The cabinet of Prime Minister Taro Aso (pictured) has approved a $54 billion supplementary budget to finance a massive economic stimulus and job-creation plan unveiled in October. The budget will be submitted to parliament in early 2009.
AFP - The Japanese cabinet on Saturday approved a 4.8 trillion yen (54 billion dollar) second extra budget to finance a massive stimulus package, government officials said.
Prime Minister Taro Aso's cabinet plans to submit the budget, for the year to March 2009, to parliament early next year, the officials said.
The budget, exceeding the 1.81 trillion yen first supplementary budget, is intended to fund cash handouts, a job-creation scheme and other economic measures in the 26.9-trillion-yen stimulus package unveiled in October.

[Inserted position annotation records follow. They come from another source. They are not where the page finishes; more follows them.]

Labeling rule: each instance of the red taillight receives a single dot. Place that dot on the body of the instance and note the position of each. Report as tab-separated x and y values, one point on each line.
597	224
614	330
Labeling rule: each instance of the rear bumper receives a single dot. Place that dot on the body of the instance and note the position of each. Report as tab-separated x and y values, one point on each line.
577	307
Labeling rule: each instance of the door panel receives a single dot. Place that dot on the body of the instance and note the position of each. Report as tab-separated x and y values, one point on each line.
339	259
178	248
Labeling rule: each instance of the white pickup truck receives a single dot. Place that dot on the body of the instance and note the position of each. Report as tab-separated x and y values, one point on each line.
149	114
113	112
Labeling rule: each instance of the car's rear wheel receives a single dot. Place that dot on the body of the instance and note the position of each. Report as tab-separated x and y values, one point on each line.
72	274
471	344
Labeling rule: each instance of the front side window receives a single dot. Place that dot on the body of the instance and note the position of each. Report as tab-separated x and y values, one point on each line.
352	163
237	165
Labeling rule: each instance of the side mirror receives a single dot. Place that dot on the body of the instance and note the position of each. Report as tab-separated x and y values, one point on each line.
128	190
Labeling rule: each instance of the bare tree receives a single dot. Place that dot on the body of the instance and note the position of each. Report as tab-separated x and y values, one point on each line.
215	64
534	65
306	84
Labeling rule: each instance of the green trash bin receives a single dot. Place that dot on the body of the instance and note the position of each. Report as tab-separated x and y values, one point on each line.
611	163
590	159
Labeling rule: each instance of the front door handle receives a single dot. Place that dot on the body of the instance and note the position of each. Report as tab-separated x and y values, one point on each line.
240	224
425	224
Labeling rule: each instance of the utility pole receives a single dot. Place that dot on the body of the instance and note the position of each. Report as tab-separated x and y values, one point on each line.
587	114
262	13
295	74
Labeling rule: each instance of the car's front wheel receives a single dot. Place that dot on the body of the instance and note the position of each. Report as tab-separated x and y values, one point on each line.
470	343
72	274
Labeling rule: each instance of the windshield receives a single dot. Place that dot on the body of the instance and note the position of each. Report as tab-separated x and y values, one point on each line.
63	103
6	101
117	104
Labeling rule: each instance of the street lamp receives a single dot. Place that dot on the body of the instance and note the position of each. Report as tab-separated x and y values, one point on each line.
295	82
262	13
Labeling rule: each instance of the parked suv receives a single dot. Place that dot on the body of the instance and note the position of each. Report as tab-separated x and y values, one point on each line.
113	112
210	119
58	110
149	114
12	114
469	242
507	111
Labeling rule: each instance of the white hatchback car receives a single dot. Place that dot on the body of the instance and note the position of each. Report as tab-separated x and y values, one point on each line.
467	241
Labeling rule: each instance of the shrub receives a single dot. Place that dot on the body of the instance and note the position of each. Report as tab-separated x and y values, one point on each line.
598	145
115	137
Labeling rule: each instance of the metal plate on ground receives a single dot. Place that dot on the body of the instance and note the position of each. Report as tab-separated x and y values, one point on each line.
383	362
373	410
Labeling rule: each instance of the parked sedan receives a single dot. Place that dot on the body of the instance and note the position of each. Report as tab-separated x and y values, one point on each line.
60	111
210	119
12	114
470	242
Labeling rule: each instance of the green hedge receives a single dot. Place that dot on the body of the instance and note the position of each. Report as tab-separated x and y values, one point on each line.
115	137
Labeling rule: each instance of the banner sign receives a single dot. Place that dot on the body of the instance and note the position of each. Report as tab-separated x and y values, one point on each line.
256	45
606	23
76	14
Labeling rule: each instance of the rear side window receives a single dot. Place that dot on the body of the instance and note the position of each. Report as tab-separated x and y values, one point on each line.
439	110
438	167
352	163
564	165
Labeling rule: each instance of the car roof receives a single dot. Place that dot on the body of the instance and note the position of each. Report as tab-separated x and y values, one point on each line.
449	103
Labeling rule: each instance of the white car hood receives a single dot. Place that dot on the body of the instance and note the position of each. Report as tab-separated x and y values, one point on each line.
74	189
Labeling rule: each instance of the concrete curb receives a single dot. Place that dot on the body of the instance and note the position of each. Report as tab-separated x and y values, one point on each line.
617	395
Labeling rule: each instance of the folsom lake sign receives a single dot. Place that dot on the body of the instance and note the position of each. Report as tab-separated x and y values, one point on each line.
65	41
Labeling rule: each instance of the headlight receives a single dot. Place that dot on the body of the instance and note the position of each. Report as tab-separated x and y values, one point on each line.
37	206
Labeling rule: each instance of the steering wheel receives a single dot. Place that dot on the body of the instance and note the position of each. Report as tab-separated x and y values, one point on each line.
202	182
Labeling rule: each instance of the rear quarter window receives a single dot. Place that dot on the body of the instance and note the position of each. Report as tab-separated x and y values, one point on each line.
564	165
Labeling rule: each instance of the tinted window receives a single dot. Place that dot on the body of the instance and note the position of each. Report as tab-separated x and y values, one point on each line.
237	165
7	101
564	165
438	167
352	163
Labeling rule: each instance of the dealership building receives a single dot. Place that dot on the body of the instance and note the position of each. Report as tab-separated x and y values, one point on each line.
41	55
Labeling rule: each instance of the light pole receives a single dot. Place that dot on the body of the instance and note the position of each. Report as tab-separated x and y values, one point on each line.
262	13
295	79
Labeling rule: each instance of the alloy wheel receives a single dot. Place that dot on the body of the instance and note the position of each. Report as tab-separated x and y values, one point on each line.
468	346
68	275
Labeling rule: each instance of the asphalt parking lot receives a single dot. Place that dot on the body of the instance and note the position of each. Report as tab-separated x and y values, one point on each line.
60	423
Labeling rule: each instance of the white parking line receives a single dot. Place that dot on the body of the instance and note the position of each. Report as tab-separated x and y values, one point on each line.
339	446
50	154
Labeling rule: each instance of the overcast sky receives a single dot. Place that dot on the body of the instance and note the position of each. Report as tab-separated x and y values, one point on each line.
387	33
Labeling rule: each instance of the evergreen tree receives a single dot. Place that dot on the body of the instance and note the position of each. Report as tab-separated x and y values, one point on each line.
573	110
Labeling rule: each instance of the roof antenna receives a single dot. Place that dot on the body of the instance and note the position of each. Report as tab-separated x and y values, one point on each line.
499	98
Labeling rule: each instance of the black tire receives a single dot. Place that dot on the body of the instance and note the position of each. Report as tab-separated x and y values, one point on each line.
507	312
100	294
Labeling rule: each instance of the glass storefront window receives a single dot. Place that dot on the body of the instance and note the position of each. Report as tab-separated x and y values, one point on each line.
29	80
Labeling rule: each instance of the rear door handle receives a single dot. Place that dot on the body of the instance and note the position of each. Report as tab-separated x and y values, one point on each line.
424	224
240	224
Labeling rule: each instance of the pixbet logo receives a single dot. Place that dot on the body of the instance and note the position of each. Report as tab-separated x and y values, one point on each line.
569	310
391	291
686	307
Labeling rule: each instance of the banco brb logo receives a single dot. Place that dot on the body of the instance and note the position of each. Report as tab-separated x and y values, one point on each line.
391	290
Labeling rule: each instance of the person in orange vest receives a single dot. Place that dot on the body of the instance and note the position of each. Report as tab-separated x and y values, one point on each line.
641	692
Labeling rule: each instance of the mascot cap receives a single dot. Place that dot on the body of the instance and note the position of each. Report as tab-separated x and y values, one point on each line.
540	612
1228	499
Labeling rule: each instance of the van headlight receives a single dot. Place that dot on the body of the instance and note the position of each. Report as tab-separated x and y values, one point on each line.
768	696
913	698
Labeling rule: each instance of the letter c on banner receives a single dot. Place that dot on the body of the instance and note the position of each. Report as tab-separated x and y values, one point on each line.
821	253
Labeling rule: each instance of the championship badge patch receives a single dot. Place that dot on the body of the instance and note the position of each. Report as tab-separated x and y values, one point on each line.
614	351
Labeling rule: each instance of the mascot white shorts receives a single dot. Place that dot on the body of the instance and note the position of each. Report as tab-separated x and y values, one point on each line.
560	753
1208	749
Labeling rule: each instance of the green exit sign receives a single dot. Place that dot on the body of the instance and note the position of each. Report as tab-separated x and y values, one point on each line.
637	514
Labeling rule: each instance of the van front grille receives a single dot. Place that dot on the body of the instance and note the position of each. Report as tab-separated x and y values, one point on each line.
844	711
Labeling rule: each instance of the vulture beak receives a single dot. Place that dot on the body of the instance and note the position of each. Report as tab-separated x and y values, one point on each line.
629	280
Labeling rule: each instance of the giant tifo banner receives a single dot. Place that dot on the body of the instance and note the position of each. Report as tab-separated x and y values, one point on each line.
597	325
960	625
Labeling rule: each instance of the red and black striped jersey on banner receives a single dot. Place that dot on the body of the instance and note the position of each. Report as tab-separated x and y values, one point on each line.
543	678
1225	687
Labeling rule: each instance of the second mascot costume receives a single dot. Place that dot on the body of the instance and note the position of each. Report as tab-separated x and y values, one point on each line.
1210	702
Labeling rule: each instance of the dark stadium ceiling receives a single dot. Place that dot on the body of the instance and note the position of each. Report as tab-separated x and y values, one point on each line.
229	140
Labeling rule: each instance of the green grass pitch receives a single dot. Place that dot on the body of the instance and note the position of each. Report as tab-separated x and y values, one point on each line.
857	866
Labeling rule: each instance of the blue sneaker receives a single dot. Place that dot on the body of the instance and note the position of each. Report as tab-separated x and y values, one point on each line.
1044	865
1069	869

Separately, the finance ministry announced a draft state budget reaching an all-time high of 88.5 trillion yen for the year to March 2010, giving up its belt-tightening policy amid the global financial crisis.
"I would like to compile an audacious and practical budget aimed at recovering the economy and securing people's life," Aso said in a statement.
The total amount of national bonds issued in the 2009-2010 financial year will reach 33.3 trillion yen, marking the first rise in four years.
"The rapid deterioration of the economy is far beyond our projections," Finance Minister Shoichi Nakagawa told a news conference. "It is our important task to take flexible measures for the people and the economy."
The government plans to adopt the draft budget on Wednesday following minor revisions. It will then be submitted to parliament in January.
The Japanese government on Friday forecast zero growth for the year to March 2010, battling to stave off a prolonged contraction in the world's second-largest economy.
It was Japan's first zero growth forecast in real terms in seven years as Asia's largest economy is battered by slowing demand overseas for its exports and a slump in domestic demand.
The global economic crisis has plunged Japan into recession in the current year to March 2009, despite earlier government projections of growth.